Jürgen Moltmann: on Ernst Bloch

"An interview with Jürgen Moltmann" by Miroslav Volf,
in Communities of faith and radical discipleship: Jürgen Moltmann and others,
edited by G. McLeod Bryan (Mercer University: Macon, Georgia 1986)

Volf: Recently, Ernst Bloch's Das Prinzip Hoffnung was translated into Croatian. Where do you see parallels and differences between Bloch's book and your Theology of Hope?

Moltmann: Commonality and parallels between the two books exist wherever Bloch thinks Jewish or messianic. His deepest roots, I believe, lie in the messianism of the Jewish tradition from which he unconsciously lives. This is especially obvious in his first book, Geist der Utopie. It ends with a prayer. Later he abandoned these religious-messianic overtones and sometimes appeared to be banally atheistic. We clarified our differences once in this way: In Das Prinzip Hoffnung Bloch speaks of transcending, but without transcendence; in Theology of Hope I speak of transcending with transcendence.

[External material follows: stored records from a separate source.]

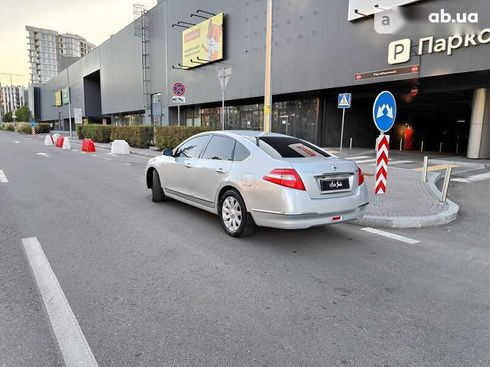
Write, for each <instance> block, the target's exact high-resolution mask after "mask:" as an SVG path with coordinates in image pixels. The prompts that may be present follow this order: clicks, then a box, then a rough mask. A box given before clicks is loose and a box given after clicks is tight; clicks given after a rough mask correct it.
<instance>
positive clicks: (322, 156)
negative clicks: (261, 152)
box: [259, 136, 330, 158]
mask: <svg viewBox="0 0 490 367" xmlns="http://www.w3.org/2000/svg"><path fill="white" fill-rule="evenodd" d="M259 141H260V143H259V147H260V148H262V150H264V151H265V152H266V153H267V154H269V155H270V156H272V157H281V158H317V157H330V155H328V154H327V153H326V152H324V151H323V150H321V149H319V148H317V147H315V146H314V145H313V144H310V143H307V142H305V141H303V140H301V139H298V138H292V137H286V136H264V137H261V138H260V139H259Z"/></svg>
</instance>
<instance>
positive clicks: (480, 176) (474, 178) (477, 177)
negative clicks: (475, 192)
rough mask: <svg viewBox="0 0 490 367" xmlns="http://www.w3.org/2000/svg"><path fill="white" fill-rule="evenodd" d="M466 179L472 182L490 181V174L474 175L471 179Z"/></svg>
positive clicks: (469, 177)
mask: <svg viewBox="0 0 490 367" xmlns="http://www.w3.org/2000/svg"><path fill="white" fill-rule="evenodd" d="M466 179H467V180H468V181H470V182H480V181H485V180H489V179H490V172H488V173H481V174H479V175H473V176H470V177H466Z"/></svg>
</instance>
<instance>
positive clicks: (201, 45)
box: [182, 13, 224, 68]
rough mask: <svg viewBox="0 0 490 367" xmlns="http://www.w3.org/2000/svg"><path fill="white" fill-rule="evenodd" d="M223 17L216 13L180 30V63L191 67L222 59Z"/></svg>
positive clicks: (185, 66)
mask: <svg viewBox="0 0 490 367" xmlns="http://www.w3.org/2000/svg"><path fill="white" fill-rule="evenodd" d="M223 18H224V14H223V13H220V14H217V15H215V16H214V17H212V18H209V19H208V20H205V21H203V22H201V23H199V24H196V25H195V26H193V27H191V28H189V29H187V30H185V31H184V32H182V65H184V66H185V67H188V68H193V67H196V66H200V65H204V64H209V63H210V62H214V61H218V60H221V59H223Z"/></svg>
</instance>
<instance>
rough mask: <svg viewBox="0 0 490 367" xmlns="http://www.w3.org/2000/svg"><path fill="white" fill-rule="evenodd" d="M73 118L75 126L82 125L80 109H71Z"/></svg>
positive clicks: (81, 113) (80, 109) (81, 117)
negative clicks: (72, 115)
mask: <svg viewBox="0 0 490 367" xmlns="http://www.w3.org/2000/svg"><path fill="white" fill-rule="evenodd" d="M73 117H74V118H75V124H77V125H81V124H82V109H81V108H74V109H73Z"/></svg>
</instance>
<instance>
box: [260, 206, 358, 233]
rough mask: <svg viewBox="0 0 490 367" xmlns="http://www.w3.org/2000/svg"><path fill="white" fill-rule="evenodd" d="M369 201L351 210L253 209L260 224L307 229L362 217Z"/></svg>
mask: <svg viewBox="0 0 490 367" xmlns="http://www.w3.org/2000/svg"><path fill="white" fill-rule="evenodd" d="M366 207H367V203H366V204H364V205H362V206H359V207H357V208H355V209H353V210H350V211H344V212H333V213H321V214H320V213H304V214H285V213H274V212H265V211H257V210H254V211H252V217H253V218H254V221H255V223H256V224H257V225H258V226H262V227H271V228H280V229H306V228H310V227H316V226H323V225H327V224H334V223H341V222H347V221H350V220H356V219H361V218H362V217H363V216H364V214H365V213H366Z"/></svg>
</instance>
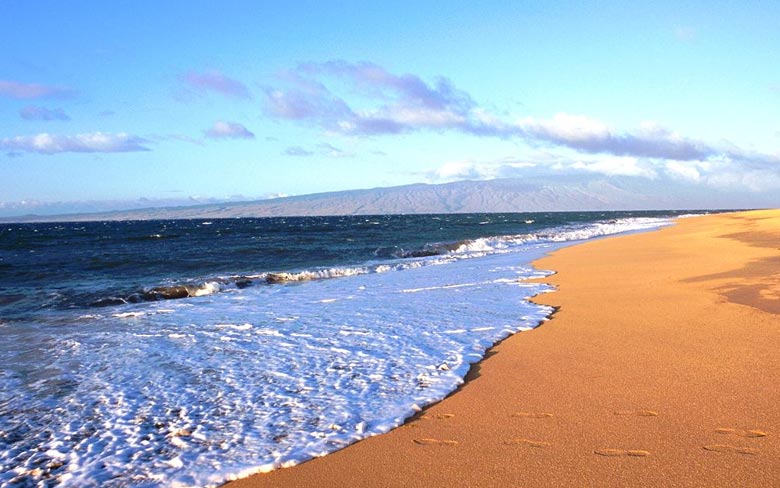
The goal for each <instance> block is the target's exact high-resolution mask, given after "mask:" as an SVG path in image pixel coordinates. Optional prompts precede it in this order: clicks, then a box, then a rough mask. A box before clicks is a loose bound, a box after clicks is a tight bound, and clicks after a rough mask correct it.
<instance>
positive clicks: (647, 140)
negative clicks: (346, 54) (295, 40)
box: [264, 61, 780, 191]
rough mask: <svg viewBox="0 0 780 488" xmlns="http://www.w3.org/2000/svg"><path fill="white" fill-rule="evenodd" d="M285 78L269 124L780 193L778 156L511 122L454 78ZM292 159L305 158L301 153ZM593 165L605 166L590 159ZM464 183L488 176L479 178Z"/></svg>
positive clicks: (610, 131) (287, 74) (388, 75)
mask: <svg viewBox="0 0 780 488" xmlns="http://www.w3.org/2000/svg"><path fill="white" fill-rule="evenodd" d="M279 78H280V85H281V87H275V88H266V90H265V100H264V101H265V110H266V114H267V115H268V116H269V117H271V118H274V119H278V120H288V121H291V122H295V123H300V124H305V125H313V126H315V127H319V128H320V129H322V130H324V131H326V133H333V134H339V135H343V136H352V137H370V136H389V135H394V134H401V133H411V132H417V131H422V130H431V131H439V132H443V131H456V132H461V133H465V134H468V135H472V136H475V137H493V138H501V139H506V140H517V141H520V142H523V143H525V144H527V145H529V146H531V147H547V148H550V149H553V150H563V151H565V155H564V156H566V157H567V158H568V159H569V160H570V161H573V163H572V164H570V165H569V166H568V167H569V168H571V169H577V170H586V171H592V172H600V173H603V174H605V175H614V174H626V175H633V176H645V177H649V178H652V177H654V176H656V175H657V174H659V173H661V172H663V173H667V174H670V175H673V176H675V177H679V178H684V179H688V180H690V181H692V182H705V183H707V184H712V185H718V186H724V185H728V184H738V185H741V186H743V187H745V188H748V189H750V190H754V191H763V190H766V189H768V188H775V187H776V188H780V156H778V155H771V154H763V153H758V152H754V151H747V150H744V149H741V148H738V147H735V146H733V145H731V144H727V143H723V144H713V143H708V142H705V141H701V140H696V139H693V138H689V137H685V136H683V135H681V134H678V133H676V132H674V131H672V130H670V129H668V128H666V127H663V126H662V125H660V124H657V123H653V122H646V123H644V124H642V125H641V126H640V127H639V128H638V129H636V130H633V131H617V130H615V129H613V128H611V127H609V126H608V124H606V123H605V122H603V121H600V120H598V119H594V118H591V117H588V116H584V115H575V114H568V113H564V112H561V113H557V114H555V115H554V116H553V117H552V118H549V119H540V118H535V117H524V118H517V119H514V120H509V119H507V118H506V117H499V116H498V115H495V114H493V113H491V112H490V111H488V110H486V109H485V108H483V107H481V106H480V105H479V104H477V102H475V101H474V99H473V98H472V97H471V95H469V94H468V93H467V92H465V91H463V90H461V89H458V88H456V87H455V86H454V85H453V83H452V82H451V81H450V80H448V79H447V78H444V77H440V78H437V79H436V80H435V81H434V82H433V83H428V82H426V81H424V80H422V79H421V78H420V77H418V76H416V75H413V74H404V75H396V74H393V73H390V72H388V71H387V70H385V69H384V68H382V67H381V66H379V65H376V64H374V63H368V62H363V63H349V62H346V61H331V62H326V63H304V64H300V65H298V66H297V67H296V68H294V69H292V70H289V71H286V72H283V73H282V74H281V75H280V77H279ZM343 84H346V86H347V87H348V88H347V91H351V92H353V93H356V94H357V96H356V97H352V99H354V101H348V100H347V98H346V96H341V95H339V94H338V90H337V88H342V90H341V91H344V89H343V87H342V85H343ZM288 154H292V155H304V154H302V152H301V151H299V150H298V148H295V147H294V148H292V150H291V151H289V152H288ZM577 154H579V155H580V156H577ZM589 155H593V156H599V157H600V159H601V161H597V160H594V158H592V157H586V158H584V159H583V158H582V156H589ZM475 171H476V173H475ZM465 174H468V175H472V176H473V175H474V174H477V175H478V174H482V172H480V171H477V170H476V169H474V168H472V170H470V171H469V172H466V173H465Z"/></svg>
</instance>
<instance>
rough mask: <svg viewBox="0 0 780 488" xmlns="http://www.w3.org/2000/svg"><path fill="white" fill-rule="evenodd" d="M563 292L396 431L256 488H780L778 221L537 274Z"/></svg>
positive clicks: (337, 452) (669, 233) (610, 252)
mask: <svg viewBox="0 0 780 488" xmlns="http://www.w3.org/2000/svg"><path fill="white" fill-rule="evenodd" d="M535 264H536V266H537V267H539V268H543V269H551V270H556V272H557V274H556V275H554V276H551V277H549V278H546V279H545V280H544V281H546V282H550V283H552V284H554V285H555V286H556V287H557V289H558V291H557V292H555V293H549V294H545V295H542V296H539V297H537V298H536V299H535V301H537V302H539V303H545V304H549V305H553V306H556V307H559V310H558V311H557V312H556V313H555V315H554V316H553V318H552V320H550V321H549V322H546V323H544V324H543V325H542V326H541V327H539V328H537V329H535V330H533V331H529V332H523V333H522V334H517V335H515V336H512V337H510V338H509V339H507V340H505V341H503V342H501V343H500V344H498V345H496V346H495V347H493V348H492V349H491V350H490V351H489V352H488V354H487V356H486V358H485V359H484V360H483V361H482V362H481V363H479V364H478V365H475V367H474V368H473V369H472V372H471V374H470V378H469V381H468V382H467V383H466V384H465V385H464V386H463V387H462V388H461V389H459V390H458V391H457V392H456V393H454V394H453V395H451V396H450V397H448V398H447V399H445V400H444V401H442V402H440V403H438V404H436V405H434V406H432V407H430V408H428V409H426V410H425V411H424V412H423V413H422V414H421V415H419V416H418V417H417V418H415V419H413V420H411V421H410V422H408V423H407V424H405V425H404V426H402V427H400V428H398V429H396V430H394V431H392V432H390V433H388V434H385V435H381V436H376V437H372V438H370V439H367V440H365V441H362V442H359V443H357V444H355V445H353V446H350V447H348V448H346V449H343V450H341V451H339V452H336V453H333V454H330V455H328V456H325V457H322V458H317V459H314V460H312V461H310V462H307V463H304V464H301V465H299V466H296V467H293V468H289V469H281V470H277V471H274V472H272V473H269V474H263V475H256V476H253V477H250V478H247V479H244V480H240V481H238V482H234V483H232V484H230V486H231V488H240V487H255V486H285V487H291V486H302V487H303V486H306V487H311V486H321V487H325V486H333V487H336V486H338V487H343V486H425V487H439V486H441V487H444V486H447V487H451V486H753V487H759V486H778V485H780V354H779V353H778V349H780V315H778V314H779V313H780V211H774V210H773V211H754V212H740V213H732V214H719V215H710V216H706V217H698V218H691V219H682V220H680V221H679V222H678V223H677V225H675V226H673V227H668V228H665V229H662V230H659V231H656V232H650V233H644V234H634V235H627V236H621V237H614V238H607V239H602V240H598V241H592V242H588V243H585V244H581V245H577V246H573V247H569V248H564V249H562V250H559V251H557V252H555V253H554V254H553V255H551V256H548V257H545V258H544V259H541V260H540V261H538V262H537V263H535Z"/></svg>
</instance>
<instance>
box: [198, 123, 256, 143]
mask: <svg viewBox="0 0 780 488" xmlns="http://www.w3.org/2000/svg"><path fill="white" fill-rule="evenodd" d="M205 134H206V137H210V138H212V139H254V138H255V135H254V134H253V133H252V132H251V131H250V130H249V129H247V128H246V127H244V126H243V125H241V124H239V123H237V122H225V121H223V120H218V121H217V122H215V123H214V125H213V126H212V127H211V128H210V129H208V130H206V131H205Z"/></svg>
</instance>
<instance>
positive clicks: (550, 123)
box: [518, 113, 610, 142]
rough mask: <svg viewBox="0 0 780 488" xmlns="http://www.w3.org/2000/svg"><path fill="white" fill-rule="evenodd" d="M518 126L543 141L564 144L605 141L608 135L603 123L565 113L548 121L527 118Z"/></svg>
mask: <svg viewBox="0 0 780 488" xmlns="http://www.w3.org/2000/svg"><path fill="white" fill-rule="evenodd" d="M518 126H519V127H520V128H521V129H523V130H524V131H526V132H529V133H531V134H535V135H537V136H541V137H543V138H545V139H555V140H559V141H566V142H582V141H588V140H593V139H606V138H607V137H609V135H610V132H609V128H608V127H607V125H606V124H605V123H603V122H601V121H599V120H596V119H592V118H590V117H585V116H583V115H571V114H567V113H558V114H555V116H554V117H553V118H552V119H550V120H539V119H535V118H533V117H527V118H525V119H521V120H520V121H518Z"/></svg>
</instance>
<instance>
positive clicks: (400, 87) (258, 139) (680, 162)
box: [0, 0, 780, 215]
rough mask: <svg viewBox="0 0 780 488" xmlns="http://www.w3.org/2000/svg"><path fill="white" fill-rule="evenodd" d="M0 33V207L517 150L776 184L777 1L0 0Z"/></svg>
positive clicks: (267, 182) (477, 165) (54, 210)
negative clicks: (355, 1) (414, 1)
mask: <svg viewBox="0 0 780 488" xmlns="http://www.w3.org/2000/svg"><path fill="white" fill-rule="evenodd" d="M0 46H3V49H1V50H0V215H13V214H23V213H30V212H38V213H46V212H52V211H68V210H70V209H80V208H82V207H83V205H82V204H83V203H84V202H90V203H89V204H90V205H92V206H93V207H94V208H96V209H97V208H120V207H127V206H137V205H139V204H144V205H146V204H148V205H156V204H178V203H187V202H205V201H213V200H230V199H253V198H260V197H267V196H272V195H294V194H305V193H312V192H321V191H332V190H344V189H352V188H369V187H376V186H391V185H400V184H408V183H416V182H427V183H438V182H445V181H453V180H458V179H465V178H471V179H474V178H495V177H504V176H519V177H522V175H523V174H524V172H527V171H531V170H533V171H534V172H536V173H538V172H543V173H549V174H551V175H556V174H564V173H566V174H569V173H571V174H583V175H585V174H589V175H590V174H593V173H601V174H605V175H616V174H617V175H633V176H639V177H644V178H647V179H648V181H656V182H657V181H662V180H664V179H667V178H672V179H677V180H684V181H688V182H690V183H691V184H692V185H706V186H711V187H712V188H713V189H718V188H721V189H723V188H726V189H730V190H739V191H744V192H746V193H748V194H752V193H755V194H757V195H759V194H763V195H766V194H767V193H771V192H777V193H778V194H780V150H779V149H778V148H780V62H778V55H777V46H780V3H778V2H769V1H768V2H742V3H735V2H685V3H684V5H682V6H681V5H680V4H679V3H678V2H649V3H647V4H645V5H628V4H627V2H593V3H587V2H586V3H583V2H500V1H494V2H491V1H486V2H456V1H452V2H418V1H416V2H392V3H388V2H369V1H362V2H344V1H342V2H324V1H318V2H256V1H252V2H250V1H246V2H243V1H225V2H198V1H189V2H167V3H164V2H145V1H112V2H97V1H95V2H87V1H73V2H59V1H46V2H40V1H35V0H24V1H17V0H2V1H0ZM55 202H57V203H56V204H55ZM97 202H100V203H97ZM139 202H140V203H139ZM79 205H82V206H81V207H80V206H79ZM90 208H91V207H90Z"/></svg>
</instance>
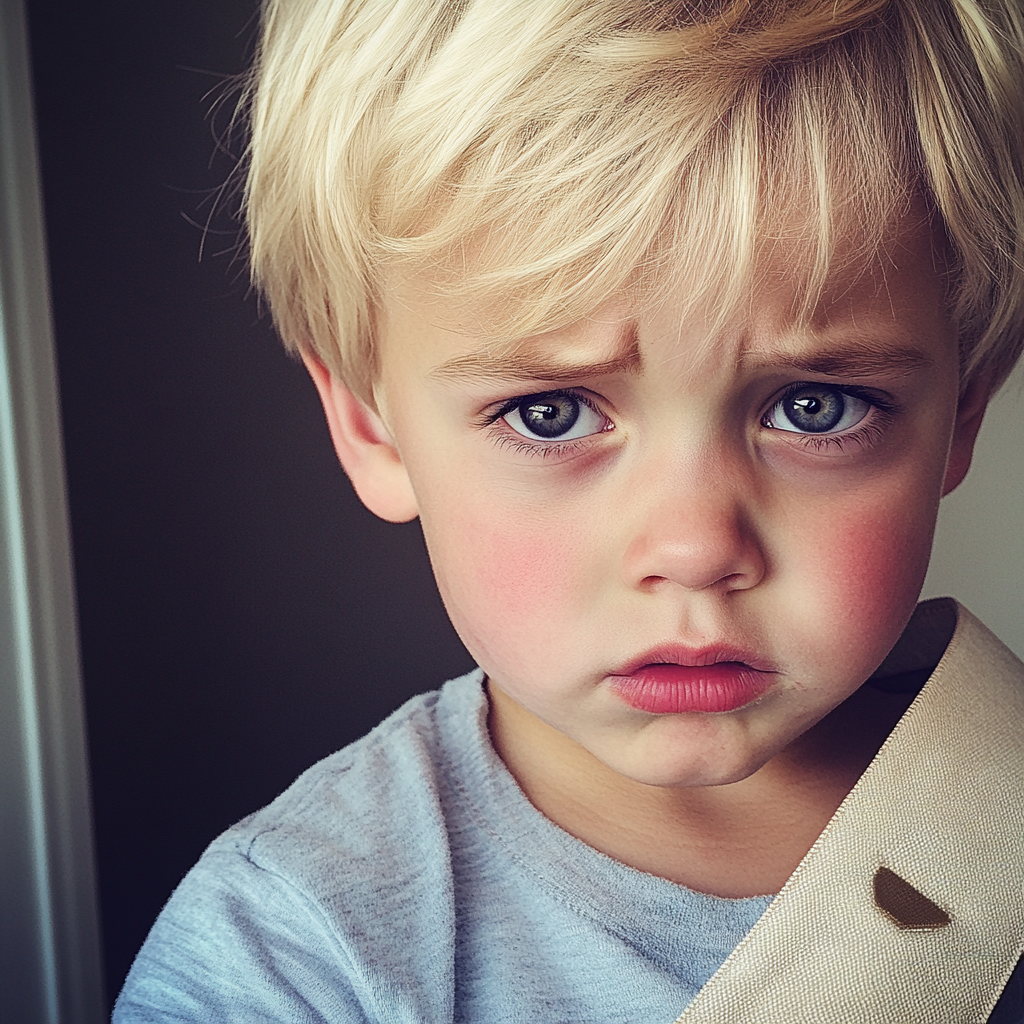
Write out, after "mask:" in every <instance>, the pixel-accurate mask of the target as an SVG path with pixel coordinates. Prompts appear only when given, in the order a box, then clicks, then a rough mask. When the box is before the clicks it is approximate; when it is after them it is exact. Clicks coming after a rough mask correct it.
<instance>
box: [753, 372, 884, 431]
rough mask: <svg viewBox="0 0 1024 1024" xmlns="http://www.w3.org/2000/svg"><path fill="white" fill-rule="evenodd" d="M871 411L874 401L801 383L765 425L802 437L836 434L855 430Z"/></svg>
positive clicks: (778, 407)
mask: <svg viewBox="0 0 1024 1024" xmlns="http://www.w3.org/2000/svg"><path fill="white" fill-rule="evenodd" d="M870 409H871V404H870V402H868V401H865V400H864V399H863V398H858V397H857V396H856V395H853V394H850V393H849V392H848V391H842V390H840V388H838V387H835V386H834V385H831V384H801V385H799V386H798V387H795V388H793V389H792V390H790V391H787V392H786V393H785V394H784V395H782V397H781V398H780V399H779V400H778V401H776V402H775V404H774V406H772V408H771V409H770V410H769V412H768V415H767V416H766V417H765V419H764V424H765V426H766V427H775V428H777V429H778V430H788V431H792V432H794V433H798V434H835V433H839V432H840V431H843V430H849V429H850V427H855V426H856V425H857V424H858V423H860V421H861V420H862V419H863V418H864V417H865V416H867V414H868V412H870Z"/></svg>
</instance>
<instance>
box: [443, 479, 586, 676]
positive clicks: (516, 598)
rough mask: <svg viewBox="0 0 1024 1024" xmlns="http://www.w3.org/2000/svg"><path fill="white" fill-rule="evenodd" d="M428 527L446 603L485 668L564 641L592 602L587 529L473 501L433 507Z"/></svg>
mask: <svg viewBox="0 0 1024 1024" xmlns="http://www.w3.org/2000/svg"><path fill="white" fill-rule="evenodd" d="M492 497H493V496H492ZM431 513H435V514H431ZM423 524H424V532H425V535H426V538H427V545H428V548H429V550H430V554H431V559H432V561H433V565H434V572H435V575H436V578H437V584H438V588H439V590H440V592H441V597H442V598H443V600H444V604H445V607H446V608H447V611H449V614H450V615H451V617H452V621H453V623H454V625H455V627H456V630H457V631H458V632H459V634H460V636H461V637H462V639H463V641H464V642H465V644H466V646H467V647H468V648H469V650H470V652H471V653H472V654H474V656H476V658H477V660H478V662H479V663H480V664H481V665H483V666H484V667H485V668H486V667H487V665H488V663H492V664H494V663H496V662H498V663H508V662H510V660H512V662H516V663H518V662H520V660H523V658H524V657H525V658H528V657H529V655H530V653H531V652H532V651H536V650H538V649H539V648H541V647H550V646H551V645H552V644H555V643H557V642H558V640H559V638H561V640H562V641H564V639H565V636H566V630H567V628H568V624H569V620H570V618H571V617H572V614H573V609H577V608H579V605H580V603H581V601H582V600H586V592H587V584H586V582H585V581H586V578H587V577H588V574H589V573H588V566H587V565H585V564H584V558H583V550H584V546H583V543H582V541H581V531H580V530H579V529H564V528H563V529H558V528H553V526H552V523H551V522H550V520H548V519H547V518H544V517H540V516H536V515H530V514H528V513H526V512H524V511H522V510H521V509H520V510H516V509H515V508H514V506H513V507H512V508H511V509H510V508H509V507H508V506H506V507H504V508H502V509H501V512H500V513H498V514H496V512H495V505H493V504H485V503H475V502H473V501H472V500H468V501H466V500H464V501H460V502H457V503H455V504H450V505H447V507H446V508H443V509H441V508H438V509H433V510H427V514H426V515H425V516H424V517H423Z"/></svg>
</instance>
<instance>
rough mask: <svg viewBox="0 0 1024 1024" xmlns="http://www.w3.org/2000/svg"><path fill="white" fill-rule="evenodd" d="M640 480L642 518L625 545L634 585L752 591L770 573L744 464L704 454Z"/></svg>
mask: <svg viewBox="0 0 1024 1024" xmlns="http://www.w3.org/2000/svg"><path fill="white" fill-rule="evenodd" d="M645 476H646V479H645V480H643V481H637V484H638V487H637V490H635V492H634V494H635V495H636V496H637V499H638V501H637V505H636V511H637V517H636V520H635V521H634V522H633V524H632V530H631V532H632V536H631V538H630V540H629V542H628V544H627V548H626V566H625V567H626V571H627V575H628V578H629V582H630V584H631V585H632V586H635V587H639V588H641V589H644V590H649V589H652V588H655V587H658V586H662V585H665V584H674V585H676V586H678V587H682V588H684V589H685V590H688V591H707V590H712V589H714V590H717V591H720V592H722V593H728V592H731V591H738V590H750V589H751V588H753V587H756V586H757V585H758V584H759V583H760V582H761V581H762V580H763V579H764V575H765V571H766V558H765V552H764V545H763V542H762V540H761V538H760V536H759V531H758V528H757V524H756V519H757V516H756V515H755V511H756V490H755V487H756V484H755V482H754V481H753V480H752V479H750V476H749V474H746V473H744V472H742V469H741V468H740V467H735V466H728V465H726V464H724V463H722V462H721V461H718V460H715V459H710V458H705V459H701V460H698V461H697V464H696V465H689V466H679V465H677V466H675V467H667V466H666V465H662V466H659V467H654V468H652V471H651V472H647V473H645Z"/></svg>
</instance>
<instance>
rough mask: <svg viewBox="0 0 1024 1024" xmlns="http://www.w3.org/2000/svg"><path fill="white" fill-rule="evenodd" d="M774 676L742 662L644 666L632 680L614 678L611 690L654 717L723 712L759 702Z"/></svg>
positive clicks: (630, 679) (614, 677)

Bloch has written a book about atheism and Christianity [Atheism in Christianity (Continuum, 1972)]; it first appeared with the subtitle "Only an Atheist Can Be a Good Christian." I mentioned that it should be the other way around: only a Christian can be a good atheist. Bloch then used that statement as the second subtitle of his book. He meant that only an atheist who does not worship false religious and economic gods can be a good Christian. I meant that only a Christian who believes in the crucified Jesus is free from the pressure to create gods and idols for himself. On this issue Bloch and I have come near to each other.